New Directions in Critical Criminology
Speakers
Jeff Ferrell
Dr. Ferrell is Professor of Sociology at Texas Christian University and Visiting Professor of Criminology at the University of Kent, UK. He is the author of many articles and volumes, including the books Crimes of Style, Tearing Down the Streets, Empire of Scrounge, and, with Keith Hayward and Jock Young, Cultural Criminology: An Invitation. He is a founding editor of the journal Crime, Media, Culture.
James Kilgore
James Kilgore is a writer, educator, and social justice activist based in Urbana, Illinois. He writes widely on issues of mass incarceration and social justice. He spent six years in prison, during which time he drafted his three published novels. His latest book is Understanding Mass Incarceration: A People's Guide to the Key Civil Rights Struggle of Our Time. He has written a number of articles for online and print platforms such as The Chronicle of Higher Education, Truthout, Counterpunch, Dissent, Radical Teacher, and Critical Criminology.
Yasser A. Payne
Dr. Payne is an Associate Professor in the Department of Black American Studies at the University of Delaware. He has organized a street ethnographic research program centered on exploring notions of resilience and resiliency with the streets of Black and Brown America using an unconventional methodological framework entitled: Street Participatory Action Research (Street PAR)—the process of involving street-identified persons or members of this population in the process of activist-based research. His work seeks to break through stereotypical barriers and images of Black and Brown people in the criminal justice system, so that transition back in the community and opportunities for upward mobility are successful.
Tony Platt
Tony Platt is the author of ten books and 150 essays and articles dealing with issues of race, inequality, and social justice in American history. Platt has taught at the University of Chicago, University of California (Berkeley), and California State University (Sacramento).

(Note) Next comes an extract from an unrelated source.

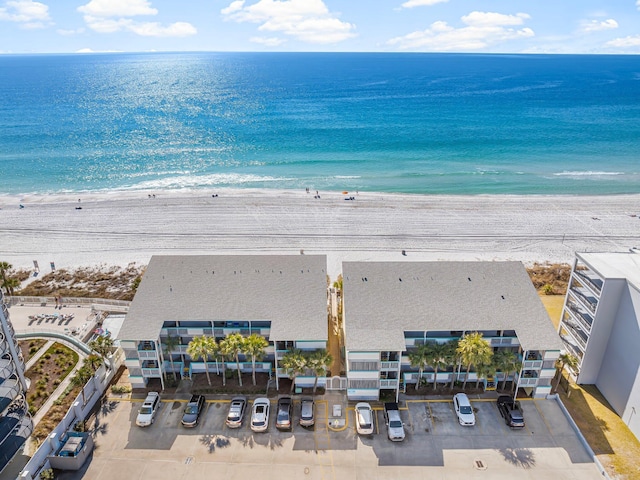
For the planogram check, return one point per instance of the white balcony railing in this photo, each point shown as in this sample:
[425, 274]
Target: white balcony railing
[389, 365]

His publications include The Child Savers: the Invention of Delinquency, The Politics of Riot Commissions, 1917-1970, Bloodlines: Recovering Hitler's Nuremberg Laws, From Patton's Trophy to Public Memorial, and Grave Matters: Excavating California's Buried Past.
Claire Renzetti
Claire Renzetti is the Judi Conway Patton Endowed Chair in the Center for Research on Violence Against Women at the University of Kentucky (UK). She also serves as Professor and Chair in the Department of Sociology at UK. She holds a Ph.D. in Sociology from the University of Delaware. Dr. Renzetti is an internationally recognized scholar on gender and crime issues. Her research and community engagement have received regional and national recognition, most recently by the Women and Crime Division of the American Society of Criminology, from whom she received the Saltzman Award for Contributions to Practice. Much of Dr. Renzetti's research has focused on the violent victimization experiences of socially and economically marginalized groups of women, including women living in poverty and women in same-sex intimate partnerships. Her current research focuses on human trafficking, particularly domestic sex trafficking, as well as services for trafficking victims. She also examines the effects of religiosity and religious self-regulation on intimate partner violence perpetration and victimization. Additionally, she evaluates the potential benefits of a therapeutic horticulture program for residents of a battered women's shelter.
Brett Story
Brett Story is a filmmaker, writer, organizer, and holds a doctorate in Geography from the University of Toronto. Her research focuses on the production of carceral space. Her first feature-length film, Land of Destiny (2010), is an award-winning portrait of a petrochemical town in paralysis in the wake of an epidemic of cancers. She is currently directing a feature-length non-fiction film about the influence of prisons on public landscapes throughout the U.S, titled The Prison in Twelve Landscapes. Brett has also worked extensively as a freelance radio and print journalist for media outlets such as CBC Radio and The Nation.